Grand Canyon Water Bottle Ban Back On

Reversing an earlier decision, park officials say the move will reduce thousands of pounds of plastic.

Yep, that hike will make you thirsty, but park officials want you to use a drinking fountain instead of buying bottled water. (Photo: B. Holland/Getty Images)
Clare Leschin-Hoar's stories on seafood and food politics have appeared in Scientific American, Eating Well and elsewhere.

Discarded plastic bottles along serene park trails have long been lamented by park rangers across the country. In Grand Canyon National Park, it’s become the single biggest source of trash, but a long-awaited ban on in-park sales of individual water bottles is officially about to take effect.

Yesterday’s announcement that the Grand Canyon will eliminate sales of individual water bottles inside the park comes after an eyebrow-raising decision to delay the ban in late 2011 after Coca-Cola (which sells Dasani brand water) donated $13 million to the National Park Foundation. Top parks official Jon Jarvis denied the reversal had anything to do with Coke.

“My decision to hold off on the ban was not influenced by Coke, but rather the service-wide implications to our concessions contracts, and frankly, the concern for public safety in a desert park,” Jarvis told The New York Times in November.

The reinstated bottle-ban will go into effect within the next 30 days, and it's impact will be immense, says Susan Collins, executive director of the Container Recycling Institute. “The remoteness of the Grand Canyon means that the collection costs of all those bottles in the park has to be significant, particularly when you compare it to collection efforts done in an urban area,” she says.

In December, an official plastics policy issued by Jarvis means other national parks are likely to follow suit.

The new ban on in-park sales doesn’t mean visitors can’t bring in their own bottled water.
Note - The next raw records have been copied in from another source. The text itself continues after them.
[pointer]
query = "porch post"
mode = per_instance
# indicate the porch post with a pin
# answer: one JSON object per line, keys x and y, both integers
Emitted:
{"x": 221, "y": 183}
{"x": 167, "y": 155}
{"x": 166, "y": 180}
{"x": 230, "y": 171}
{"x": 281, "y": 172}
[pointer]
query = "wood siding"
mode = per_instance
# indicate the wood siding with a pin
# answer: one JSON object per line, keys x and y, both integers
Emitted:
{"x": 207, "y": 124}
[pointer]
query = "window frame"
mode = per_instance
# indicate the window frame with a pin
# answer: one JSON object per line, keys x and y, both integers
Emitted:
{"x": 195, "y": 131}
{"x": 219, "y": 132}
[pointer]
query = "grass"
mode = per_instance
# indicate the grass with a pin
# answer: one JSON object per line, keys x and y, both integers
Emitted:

It just means there’s a shift in emphasizing more eco-friendly options, including water stations for refilling reusable water containers located throughout the park.

“We’re not policing people,” National Park Service spokesperson Shannan Marcak tells TakePart. “We’re trying to exemplify an environment of responsible behavior. Make the choice to use reusable bottles, and if visitors buy them outside of the park and bring them in, we ask that they give some thought to recycling those bottles.”
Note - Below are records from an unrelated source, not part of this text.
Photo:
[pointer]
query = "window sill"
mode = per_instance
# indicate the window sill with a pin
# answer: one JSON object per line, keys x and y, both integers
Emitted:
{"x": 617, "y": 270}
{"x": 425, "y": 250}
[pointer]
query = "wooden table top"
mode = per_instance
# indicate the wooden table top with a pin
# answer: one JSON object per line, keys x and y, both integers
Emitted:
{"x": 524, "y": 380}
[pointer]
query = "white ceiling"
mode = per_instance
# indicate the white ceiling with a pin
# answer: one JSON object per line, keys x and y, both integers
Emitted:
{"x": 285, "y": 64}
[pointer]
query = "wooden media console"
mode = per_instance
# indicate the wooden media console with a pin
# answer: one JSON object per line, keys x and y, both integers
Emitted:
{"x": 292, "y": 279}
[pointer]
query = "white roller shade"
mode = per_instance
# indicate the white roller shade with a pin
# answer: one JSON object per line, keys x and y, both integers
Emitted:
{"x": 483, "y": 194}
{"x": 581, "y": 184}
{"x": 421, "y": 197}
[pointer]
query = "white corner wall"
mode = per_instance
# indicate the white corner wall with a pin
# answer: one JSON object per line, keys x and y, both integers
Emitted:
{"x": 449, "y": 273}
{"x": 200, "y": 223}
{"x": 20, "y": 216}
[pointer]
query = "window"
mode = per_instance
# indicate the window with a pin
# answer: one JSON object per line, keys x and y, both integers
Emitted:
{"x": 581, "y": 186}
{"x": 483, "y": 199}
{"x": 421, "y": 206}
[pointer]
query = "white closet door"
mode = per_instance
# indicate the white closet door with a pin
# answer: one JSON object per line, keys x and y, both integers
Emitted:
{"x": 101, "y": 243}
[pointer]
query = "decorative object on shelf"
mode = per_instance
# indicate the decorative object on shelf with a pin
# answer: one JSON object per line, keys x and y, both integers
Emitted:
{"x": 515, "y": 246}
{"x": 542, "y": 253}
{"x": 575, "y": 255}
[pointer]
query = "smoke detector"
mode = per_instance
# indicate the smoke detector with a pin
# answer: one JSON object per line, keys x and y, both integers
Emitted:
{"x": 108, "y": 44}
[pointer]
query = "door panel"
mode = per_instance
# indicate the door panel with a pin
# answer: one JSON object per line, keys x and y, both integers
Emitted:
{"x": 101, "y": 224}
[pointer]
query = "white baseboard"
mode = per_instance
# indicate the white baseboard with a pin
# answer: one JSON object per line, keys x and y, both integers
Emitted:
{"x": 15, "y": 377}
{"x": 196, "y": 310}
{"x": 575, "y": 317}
A similar ban in Utah’s Zion National Park in 2008 resulted in the elimination of a whopping 60,000 plastic bottles in the program’s first year. Marcak says that unlike Zion, they don’t have a bottle estimate for the Grand Canyon because multiple concessionaires haven’t tracked numbers in the same way, but says waste associated with disposable bottles is estimated to be 20 percent of the park’s overall waste stream and 30 percent of its recyclables.

It’s still just a drop in the proverbial water-bottle ocean however.

According to Collins, there are 35 billion PET plastic drink bottles produced in the U.S. each year. And of those? Only one in five is recycled.